Он долго витийствовал о высоких материях, изрекая их голосом штабного офицера, который докладывает подчиненным диспозицию предстоящего сражения. Он ораторствовал уже не для меня одного (со мной он уже все порешал), а для толпы, которая подтянулась поближе. Толпа эта состояла не из случайных прихожан либо просто зевак, нет, здесь была та особая порода юродивых, что составляет свиту любого проповедника, и эта толпа умилительно внимала речам своего холеного кумира, испепеляя меня взглядами. Достаточно было одного пастырского слова, чтобы меня стали рвать и кромсать, но я не принимал в расчет возможную опасность. Мой разум помутнел, и я видел только крест, который поп бережно поглаживал тонкими пальцами, видел хронограф, алмазными брызгами коловший глаза, а мысли мои ураганом перескакивали с рубища Христа на тысячи голодных, которых можно было накормить, продай попик сии крест и хронограф. Не выдержав, я отчаянно замотал головой и выдавил одно только слово:
– Хватит! – И уже тише, почти шепотом повторил: – Хватит, святой отче!.. Скажите лучше… Шевченко… Не я! – торопливо остановил его ухмылку. – Не я, а тот, которого вы называете Кобзарем, Отцом народа! Он для вас кто?

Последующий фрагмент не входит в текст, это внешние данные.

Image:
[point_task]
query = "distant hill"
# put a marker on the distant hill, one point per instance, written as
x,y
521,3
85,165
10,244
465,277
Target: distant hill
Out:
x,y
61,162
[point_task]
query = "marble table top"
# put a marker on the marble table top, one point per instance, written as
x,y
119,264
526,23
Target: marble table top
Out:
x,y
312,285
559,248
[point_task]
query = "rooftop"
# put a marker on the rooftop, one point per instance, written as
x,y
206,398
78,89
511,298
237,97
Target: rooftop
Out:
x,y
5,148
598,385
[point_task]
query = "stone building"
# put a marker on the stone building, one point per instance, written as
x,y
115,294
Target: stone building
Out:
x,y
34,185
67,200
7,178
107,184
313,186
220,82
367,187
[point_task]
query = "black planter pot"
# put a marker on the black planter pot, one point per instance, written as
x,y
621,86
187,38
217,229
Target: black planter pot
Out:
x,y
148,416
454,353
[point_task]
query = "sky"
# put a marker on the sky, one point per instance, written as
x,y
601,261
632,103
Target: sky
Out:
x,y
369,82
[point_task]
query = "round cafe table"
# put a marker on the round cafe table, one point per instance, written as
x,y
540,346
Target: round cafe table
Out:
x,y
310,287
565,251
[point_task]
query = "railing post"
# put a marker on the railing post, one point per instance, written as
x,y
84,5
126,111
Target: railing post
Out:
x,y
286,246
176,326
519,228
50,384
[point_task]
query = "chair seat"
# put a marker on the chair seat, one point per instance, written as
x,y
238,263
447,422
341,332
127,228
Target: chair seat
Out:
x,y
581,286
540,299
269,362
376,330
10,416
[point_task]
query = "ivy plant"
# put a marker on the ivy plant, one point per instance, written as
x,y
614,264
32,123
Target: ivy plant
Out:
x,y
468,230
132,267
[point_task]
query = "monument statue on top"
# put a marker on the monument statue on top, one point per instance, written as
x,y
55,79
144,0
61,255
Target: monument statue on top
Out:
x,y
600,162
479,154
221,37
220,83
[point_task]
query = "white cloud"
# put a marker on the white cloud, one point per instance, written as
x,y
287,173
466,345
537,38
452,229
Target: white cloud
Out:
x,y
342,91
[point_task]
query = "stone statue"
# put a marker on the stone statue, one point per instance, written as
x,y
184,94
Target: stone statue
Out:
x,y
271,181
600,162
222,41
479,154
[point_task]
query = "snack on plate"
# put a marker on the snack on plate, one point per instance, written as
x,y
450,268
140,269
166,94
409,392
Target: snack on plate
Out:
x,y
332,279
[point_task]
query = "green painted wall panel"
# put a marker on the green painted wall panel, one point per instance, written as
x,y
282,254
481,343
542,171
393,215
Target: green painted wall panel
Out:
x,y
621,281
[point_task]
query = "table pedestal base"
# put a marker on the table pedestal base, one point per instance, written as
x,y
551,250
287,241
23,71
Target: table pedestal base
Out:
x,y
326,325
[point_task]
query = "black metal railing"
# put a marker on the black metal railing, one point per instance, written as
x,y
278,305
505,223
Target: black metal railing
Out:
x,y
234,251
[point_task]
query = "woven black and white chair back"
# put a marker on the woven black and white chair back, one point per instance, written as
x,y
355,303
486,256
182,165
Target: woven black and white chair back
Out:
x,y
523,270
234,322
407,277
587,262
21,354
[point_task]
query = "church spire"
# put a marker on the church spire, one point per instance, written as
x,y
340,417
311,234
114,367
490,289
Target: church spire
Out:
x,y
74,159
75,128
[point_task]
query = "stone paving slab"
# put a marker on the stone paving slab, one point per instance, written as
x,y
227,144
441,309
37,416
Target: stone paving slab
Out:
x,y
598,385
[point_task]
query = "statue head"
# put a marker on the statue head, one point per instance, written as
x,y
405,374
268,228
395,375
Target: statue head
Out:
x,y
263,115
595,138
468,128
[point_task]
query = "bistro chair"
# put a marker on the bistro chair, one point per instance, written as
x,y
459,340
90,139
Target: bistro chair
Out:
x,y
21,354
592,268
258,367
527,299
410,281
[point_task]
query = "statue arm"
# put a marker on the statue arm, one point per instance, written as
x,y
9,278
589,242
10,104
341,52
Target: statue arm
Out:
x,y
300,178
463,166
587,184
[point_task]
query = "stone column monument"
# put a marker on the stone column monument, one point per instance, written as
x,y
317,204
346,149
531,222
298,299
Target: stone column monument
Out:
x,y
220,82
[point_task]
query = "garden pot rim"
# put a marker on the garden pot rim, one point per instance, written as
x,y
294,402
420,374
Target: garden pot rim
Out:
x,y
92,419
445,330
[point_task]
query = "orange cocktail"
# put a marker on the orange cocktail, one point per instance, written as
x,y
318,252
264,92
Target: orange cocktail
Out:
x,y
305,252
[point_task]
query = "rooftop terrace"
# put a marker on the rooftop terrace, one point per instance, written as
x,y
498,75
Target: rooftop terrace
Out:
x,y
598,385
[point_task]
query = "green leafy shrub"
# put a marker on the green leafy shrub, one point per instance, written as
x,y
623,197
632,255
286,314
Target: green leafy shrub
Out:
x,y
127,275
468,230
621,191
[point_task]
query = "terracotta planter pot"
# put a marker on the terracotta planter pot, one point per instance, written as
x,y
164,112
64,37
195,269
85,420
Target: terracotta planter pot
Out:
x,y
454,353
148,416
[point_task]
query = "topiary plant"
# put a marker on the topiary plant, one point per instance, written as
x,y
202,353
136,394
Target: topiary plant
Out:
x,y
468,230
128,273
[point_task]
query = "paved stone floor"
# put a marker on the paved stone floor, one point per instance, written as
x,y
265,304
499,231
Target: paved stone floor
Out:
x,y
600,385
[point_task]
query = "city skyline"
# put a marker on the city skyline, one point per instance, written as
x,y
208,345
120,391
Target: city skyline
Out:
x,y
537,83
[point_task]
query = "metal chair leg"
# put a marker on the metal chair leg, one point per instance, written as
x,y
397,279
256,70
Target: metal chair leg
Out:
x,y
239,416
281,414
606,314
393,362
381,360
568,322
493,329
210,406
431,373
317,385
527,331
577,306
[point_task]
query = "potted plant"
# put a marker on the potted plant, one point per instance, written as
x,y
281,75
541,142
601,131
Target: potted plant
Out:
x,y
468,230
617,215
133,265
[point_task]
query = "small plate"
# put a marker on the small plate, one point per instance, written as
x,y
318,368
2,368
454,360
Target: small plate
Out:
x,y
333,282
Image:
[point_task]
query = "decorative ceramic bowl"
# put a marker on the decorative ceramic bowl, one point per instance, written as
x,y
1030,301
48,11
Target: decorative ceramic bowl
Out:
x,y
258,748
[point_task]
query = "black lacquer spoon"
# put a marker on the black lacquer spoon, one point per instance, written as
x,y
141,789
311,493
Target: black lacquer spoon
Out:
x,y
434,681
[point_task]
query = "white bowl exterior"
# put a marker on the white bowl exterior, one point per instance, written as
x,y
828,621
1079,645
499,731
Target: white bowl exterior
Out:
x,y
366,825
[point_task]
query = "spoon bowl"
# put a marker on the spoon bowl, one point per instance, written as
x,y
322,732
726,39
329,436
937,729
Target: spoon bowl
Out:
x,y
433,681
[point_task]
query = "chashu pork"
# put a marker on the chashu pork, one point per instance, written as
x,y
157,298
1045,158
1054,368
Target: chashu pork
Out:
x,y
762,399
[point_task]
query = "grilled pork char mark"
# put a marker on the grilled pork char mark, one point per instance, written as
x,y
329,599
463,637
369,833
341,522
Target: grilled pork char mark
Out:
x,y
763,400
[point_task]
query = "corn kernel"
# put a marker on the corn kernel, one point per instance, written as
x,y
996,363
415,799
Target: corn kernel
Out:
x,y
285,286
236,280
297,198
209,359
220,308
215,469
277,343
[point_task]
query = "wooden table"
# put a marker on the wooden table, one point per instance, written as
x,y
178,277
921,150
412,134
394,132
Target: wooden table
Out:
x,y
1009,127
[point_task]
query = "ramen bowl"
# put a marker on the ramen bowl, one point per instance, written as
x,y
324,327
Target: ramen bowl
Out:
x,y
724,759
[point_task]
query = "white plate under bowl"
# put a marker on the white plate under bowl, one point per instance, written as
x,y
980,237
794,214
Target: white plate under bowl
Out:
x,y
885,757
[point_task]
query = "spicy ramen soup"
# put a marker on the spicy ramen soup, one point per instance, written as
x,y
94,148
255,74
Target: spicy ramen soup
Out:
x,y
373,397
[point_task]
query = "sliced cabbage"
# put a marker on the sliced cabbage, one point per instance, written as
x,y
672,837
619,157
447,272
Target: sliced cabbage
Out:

Священник удивленно оглядел меня, перевел взгляд на толпу, ловившую каждое слово, затем одернул широкие рукава сутаны, утопив в них хронограф, и недоверчиво спросил:
– В каком смысле?
– Портреты его висят в каждой украинской хате рядом с иконами! Памятники ему стоят в каждом селе! Каждый его вирш народ почитает, как псалом Святого Письма! Так отчего ж вы не причислили его к лицу святых? Отчего?!
Его редкая бородка задрожала от негодования.
– Недостоин! – прохрипел он искаженными губами. – Богохульник и смутьян! И не народу святых назначать! На то есть Синод! А ты умолкни, грязное животное! Глядя на тебя, раны Христовы открылись и кровоточат!
– Раны Его кровоточат? – взьярился я, забыв о враждебном окружении. – Выходит, Его распяли, чтоб ты, как шлюха, в золото и брильянты вырядился?! Чтобы спал на пуховых перинах и сатрапам свое благословение давал? Чтобы истекал жиром и бабским потом?! А хочешь, я тебе тайну открою?
– Какую тайну? – его сытое личико вмиг побелело, глазки беспокойно зашарили по сторонам.
– А такую! Дьяк Рубан, которому я отдан был учиться грамоте, заставлял меня отпевать покойников. Ночи напролет я читал над мертвыми рабами псалмы, шатаясь от голода, и мечтал умереть! Умереть для того, чтобы там, перед Святым Престолом, где все равны – и царь, и патриарх, и последний смерд, – вцепиться в ваши залитые салом хари и отомстить за все унижения! Говоришь, кесарю кесарево? Тогда сними сей крест! Прекрати распинать Сына Божия своей гнусностью!..
Не помню как, но рука моя потянулась к золотому символу нашей веры и сорвала его с груди этого выродка. А он, отшатнувшись, визгливо, по-бабьи заверещал:
– Изыди, сатана! Изыди! Православные, на помощь!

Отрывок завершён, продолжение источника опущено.